Trump Says U.S. Will Hit China With 100% Additional Tariff Over Rare Earth Restrictions

President Trump said Friday that in response to China's announcement of strict new restrictions on rare earth minerals, he will impose an additional 100 percent tariff on Chinese imports and new export controls on critical software.

The measures will take effect Nov. 1, Trump said on Truth Social, potentially raising average U.S. tariffs on many Chinese goods above 150 percent. Trump also said he saw no reason to go ahead with his planned meeting with Chinese President Xi Jinping at the Asia-Pacific Economic Cooperation summit in South Korea later this month.

“It has just been revealed that China has taken an extremely aggressive position on trade, sending a very hostile letter to the entire world saying that they are going to impose large-scale export controls on virtually every product they make, and some they don't even make, as of November 1, 2025,” Trump wrote.

Trump's tariff measures come a day after China's Ministry of Commerce announced new restrictions on exports of rare earth elements, lithium batteries and related technologies. The rules, which are said to take effect in early November, require foreign companies to obtain licenses to export products containing Chinese rare earth elements amounting to as little as 0.1 percent of the product's value, or goods made using Chinese rare earth processing technology.

China processes about 90 percent of the world's rare earths, minerals needed to make semiconductors, electric vehicles and military equipment. Its dominance in downstream processing gives Beijing significant leverage over global technology supply chains.

China's restrictions on rare earth elements have upended months of negotiations between Washington and Beijing. Earlier this year, the two countries agreed to a tariff truce that reduced U.S. tariffs on Chinese goods from a peak above 140 percent in April. According to the Peterson Institute for International Economics, average U.S. tariffs on China currently stand at 57.6 percent, while Chinese tariffs on American goods average 32.6 percent.

Trump said other countries have contacted him expressing anger at China's actions. “Our relationship with China has been very good over the past six months, which makes this trade move even more surprising,” he wrote.

This week, China also imposed new port charges on U.S. ships and launched an antitrust investigation into U.S. chipmaker Qualcomm.

The dispute over rare earths marks a repeat of tensions that flared earlier this year. In April, China tightened controls on mineral exports, prompting warnings of supply chain disruptions in the auto and defense industries. Both sides eventually eased most restrictions after a series of meetings in Britain and Europe.

China's latest restrictions could prove more damaging. Many global tech companies will find it difficult to demonstrate that their products will fall below the 0.1 percent threshold, potentially requiring them to obtain Chinese government approval to export.

Canceling the APEC meeting would be a setback for Xi Jinping, who has sought continued engagement with Trump to manage the bilateral relationship.

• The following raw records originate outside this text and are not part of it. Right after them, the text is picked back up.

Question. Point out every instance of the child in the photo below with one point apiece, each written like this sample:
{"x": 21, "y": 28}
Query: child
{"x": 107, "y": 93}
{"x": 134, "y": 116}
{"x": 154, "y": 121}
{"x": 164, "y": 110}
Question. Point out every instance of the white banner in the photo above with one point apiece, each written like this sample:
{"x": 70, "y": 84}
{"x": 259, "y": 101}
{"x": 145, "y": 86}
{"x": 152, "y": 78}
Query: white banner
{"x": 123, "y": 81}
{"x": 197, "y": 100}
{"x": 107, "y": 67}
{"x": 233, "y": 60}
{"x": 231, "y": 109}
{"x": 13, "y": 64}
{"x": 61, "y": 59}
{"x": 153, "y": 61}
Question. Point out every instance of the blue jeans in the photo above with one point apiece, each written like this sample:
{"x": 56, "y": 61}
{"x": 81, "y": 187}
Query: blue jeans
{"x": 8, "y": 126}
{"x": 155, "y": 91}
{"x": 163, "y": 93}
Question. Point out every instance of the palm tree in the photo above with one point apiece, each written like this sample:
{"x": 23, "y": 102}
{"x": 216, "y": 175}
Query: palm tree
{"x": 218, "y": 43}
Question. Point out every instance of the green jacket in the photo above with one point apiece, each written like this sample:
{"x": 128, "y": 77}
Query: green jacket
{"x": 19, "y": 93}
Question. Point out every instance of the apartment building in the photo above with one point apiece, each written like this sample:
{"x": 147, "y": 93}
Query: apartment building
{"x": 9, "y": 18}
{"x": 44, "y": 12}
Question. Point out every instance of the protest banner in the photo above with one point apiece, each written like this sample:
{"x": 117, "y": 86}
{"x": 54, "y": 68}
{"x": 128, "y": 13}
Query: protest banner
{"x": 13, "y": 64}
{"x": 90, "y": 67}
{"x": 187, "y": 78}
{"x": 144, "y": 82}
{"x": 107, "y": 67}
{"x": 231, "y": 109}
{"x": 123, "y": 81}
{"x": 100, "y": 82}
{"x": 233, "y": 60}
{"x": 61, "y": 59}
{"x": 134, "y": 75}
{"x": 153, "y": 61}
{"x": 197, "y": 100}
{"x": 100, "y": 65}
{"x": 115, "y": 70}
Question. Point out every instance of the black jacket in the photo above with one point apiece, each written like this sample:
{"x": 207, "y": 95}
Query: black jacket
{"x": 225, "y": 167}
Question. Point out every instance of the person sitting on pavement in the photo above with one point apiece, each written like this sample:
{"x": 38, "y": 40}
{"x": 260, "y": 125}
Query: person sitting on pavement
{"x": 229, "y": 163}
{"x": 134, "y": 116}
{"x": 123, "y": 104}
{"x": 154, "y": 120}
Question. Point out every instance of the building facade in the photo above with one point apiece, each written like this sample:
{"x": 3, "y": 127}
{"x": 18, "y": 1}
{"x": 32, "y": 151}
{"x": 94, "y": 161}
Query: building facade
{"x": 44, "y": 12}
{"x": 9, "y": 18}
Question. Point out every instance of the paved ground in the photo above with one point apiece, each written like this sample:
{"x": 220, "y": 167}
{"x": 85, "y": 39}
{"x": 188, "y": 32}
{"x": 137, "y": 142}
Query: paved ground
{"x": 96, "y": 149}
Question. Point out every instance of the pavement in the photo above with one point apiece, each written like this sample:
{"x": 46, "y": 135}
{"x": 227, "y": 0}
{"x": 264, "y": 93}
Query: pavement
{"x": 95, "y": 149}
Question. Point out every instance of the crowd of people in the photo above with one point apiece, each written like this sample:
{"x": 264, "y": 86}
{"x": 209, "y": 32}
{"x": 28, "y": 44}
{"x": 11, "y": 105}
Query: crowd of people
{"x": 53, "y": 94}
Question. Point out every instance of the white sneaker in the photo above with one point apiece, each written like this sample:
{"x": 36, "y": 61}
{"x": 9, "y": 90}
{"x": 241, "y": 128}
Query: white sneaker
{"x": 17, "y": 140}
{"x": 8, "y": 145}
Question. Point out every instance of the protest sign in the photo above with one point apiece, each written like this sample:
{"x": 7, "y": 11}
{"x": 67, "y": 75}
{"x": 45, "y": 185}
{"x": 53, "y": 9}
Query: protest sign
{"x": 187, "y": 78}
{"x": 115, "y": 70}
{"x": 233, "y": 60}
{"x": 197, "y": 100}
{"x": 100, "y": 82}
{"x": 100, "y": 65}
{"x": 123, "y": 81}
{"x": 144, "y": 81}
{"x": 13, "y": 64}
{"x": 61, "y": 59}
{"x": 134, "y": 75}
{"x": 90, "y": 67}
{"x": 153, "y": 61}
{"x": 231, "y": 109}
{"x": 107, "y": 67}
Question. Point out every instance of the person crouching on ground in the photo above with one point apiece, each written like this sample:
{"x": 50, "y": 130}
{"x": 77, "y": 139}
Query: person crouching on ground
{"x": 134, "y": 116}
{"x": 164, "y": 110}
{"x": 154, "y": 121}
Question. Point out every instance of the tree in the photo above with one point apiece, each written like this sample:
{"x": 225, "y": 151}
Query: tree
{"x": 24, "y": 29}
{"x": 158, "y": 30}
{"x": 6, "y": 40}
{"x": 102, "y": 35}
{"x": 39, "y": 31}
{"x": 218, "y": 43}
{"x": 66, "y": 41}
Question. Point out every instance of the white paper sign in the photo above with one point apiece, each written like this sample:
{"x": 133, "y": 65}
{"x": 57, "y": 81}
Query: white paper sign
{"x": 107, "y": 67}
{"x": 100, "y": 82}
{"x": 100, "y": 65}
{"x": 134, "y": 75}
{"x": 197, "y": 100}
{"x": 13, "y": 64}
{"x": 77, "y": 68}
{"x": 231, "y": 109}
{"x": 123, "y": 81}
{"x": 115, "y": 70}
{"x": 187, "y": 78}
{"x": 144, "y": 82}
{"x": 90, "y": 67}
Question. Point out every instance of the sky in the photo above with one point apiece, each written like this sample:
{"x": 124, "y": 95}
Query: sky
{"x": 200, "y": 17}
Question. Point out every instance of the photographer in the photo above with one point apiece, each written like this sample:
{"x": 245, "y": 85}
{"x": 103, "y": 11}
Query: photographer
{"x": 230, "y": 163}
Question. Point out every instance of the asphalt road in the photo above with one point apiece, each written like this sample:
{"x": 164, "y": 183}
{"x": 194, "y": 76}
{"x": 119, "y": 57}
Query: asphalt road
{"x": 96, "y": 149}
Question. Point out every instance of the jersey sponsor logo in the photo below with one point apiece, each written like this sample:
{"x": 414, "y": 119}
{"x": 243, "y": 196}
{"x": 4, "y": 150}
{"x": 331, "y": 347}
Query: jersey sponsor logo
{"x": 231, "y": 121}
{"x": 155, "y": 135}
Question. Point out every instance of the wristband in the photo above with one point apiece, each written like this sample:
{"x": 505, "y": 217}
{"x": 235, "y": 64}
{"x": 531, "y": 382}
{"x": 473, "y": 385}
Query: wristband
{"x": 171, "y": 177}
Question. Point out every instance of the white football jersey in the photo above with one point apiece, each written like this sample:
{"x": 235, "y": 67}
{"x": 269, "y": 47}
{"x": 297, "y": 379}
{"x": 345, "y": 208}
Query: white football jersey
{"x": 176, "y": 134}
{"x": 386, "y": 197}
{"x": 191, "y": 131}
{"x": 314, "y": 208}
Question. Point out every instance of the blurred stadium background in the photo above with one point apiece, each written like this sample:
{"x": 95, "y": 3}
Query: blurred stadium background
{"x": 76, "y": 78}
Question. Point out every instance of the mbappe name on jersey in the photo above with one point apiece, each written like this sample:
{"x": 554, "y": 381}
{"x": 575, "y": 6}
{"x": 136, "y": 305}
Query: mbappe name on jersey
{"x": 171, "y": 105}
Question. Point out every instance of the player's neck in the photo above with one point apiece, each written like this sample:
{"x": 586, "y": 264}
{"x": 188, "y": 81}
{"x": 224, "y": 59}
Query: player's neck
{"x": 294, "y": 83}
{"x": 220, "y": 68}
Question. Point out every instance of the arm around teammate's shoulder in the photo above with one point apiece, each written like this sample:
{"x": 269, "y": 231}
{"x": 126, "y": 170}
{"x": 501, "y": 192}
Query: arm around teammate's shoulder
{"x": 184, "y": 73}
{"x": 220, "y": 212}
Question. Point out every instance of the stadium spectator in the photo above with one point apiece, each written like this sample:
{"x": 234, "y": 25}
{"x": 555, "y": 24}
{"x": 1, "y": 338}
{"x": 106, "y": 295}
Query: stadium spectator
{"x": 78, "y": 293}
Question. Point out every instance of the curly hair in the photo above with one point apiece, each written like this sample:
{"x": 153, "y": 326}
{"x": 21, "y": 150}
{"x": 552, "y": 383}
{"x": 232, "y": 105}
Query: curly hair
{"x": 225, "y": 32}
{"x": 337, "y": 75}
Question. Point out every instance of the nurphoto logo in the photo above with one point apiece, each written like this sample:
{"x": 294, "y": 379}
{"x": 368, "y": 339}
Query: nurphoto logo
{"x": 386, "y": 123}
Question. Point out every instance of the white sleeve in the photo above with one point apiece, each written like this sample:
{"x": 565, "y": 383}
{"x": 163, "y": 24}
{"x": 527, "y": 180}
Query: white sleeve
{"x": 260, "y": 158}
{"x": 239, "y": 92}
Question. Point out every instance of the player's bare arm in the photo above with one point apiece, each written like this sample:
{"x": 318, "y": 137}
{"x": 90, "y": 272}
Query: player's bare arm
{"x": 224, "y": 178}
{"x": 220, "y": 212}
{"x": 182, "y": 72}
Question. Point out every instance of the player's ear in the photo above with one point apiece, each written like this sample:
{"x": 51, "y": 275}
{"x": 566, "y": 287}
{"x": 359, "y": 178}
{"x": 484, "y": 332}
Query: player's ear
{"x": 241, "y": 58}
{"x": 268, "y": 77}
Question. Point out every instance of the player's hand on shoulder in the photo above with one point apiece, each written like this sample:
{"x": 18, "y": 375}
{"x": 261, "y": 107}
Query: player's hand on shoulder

Wall Street Journal reported this week that China's decision to tighten export controls was driven by Chinese officials' belief that they had gained leverage over the US economy and President Trump ahead of the APEC meeting. Officials view the recent U.S. response to China's trade threats as “weak.” Wall Street Journal reported. Chinese officials have sought to pressure the United States to lift tariffs and export controls on technologies, especially those related to artificial intelligence.

One analyst called China's restrictions “the economic equivalent of nuclear war—an attempt to destroy the American artificial intelligence industry.” Wall Street Journal reported.

The federal government shutdown over budget disputes may also have emboldened the Chinese regime, which appears to have taken it as a sign of government disorder.

Trump's reaction to export controls suggests the Chinese miscalculated Trump's desire to get a deal done.

Trump said the US would impose export controls on “any critical software” starting November 1, although he did not specify which products would be affected.

The US retains significant leverage in advanced semiconductor technologies and manufacturing equipment. U.S. companies and their allies control more than 90 percent of global semiconductor equipment production, and China remains heavily dependent on foreign sources for advanced chips needed for artificial intelligence and military applications.
China's moves are emboldening trade hawks in the Trump administration, strengthening their arguments that the United States may eventually have to decouple its economy from China's.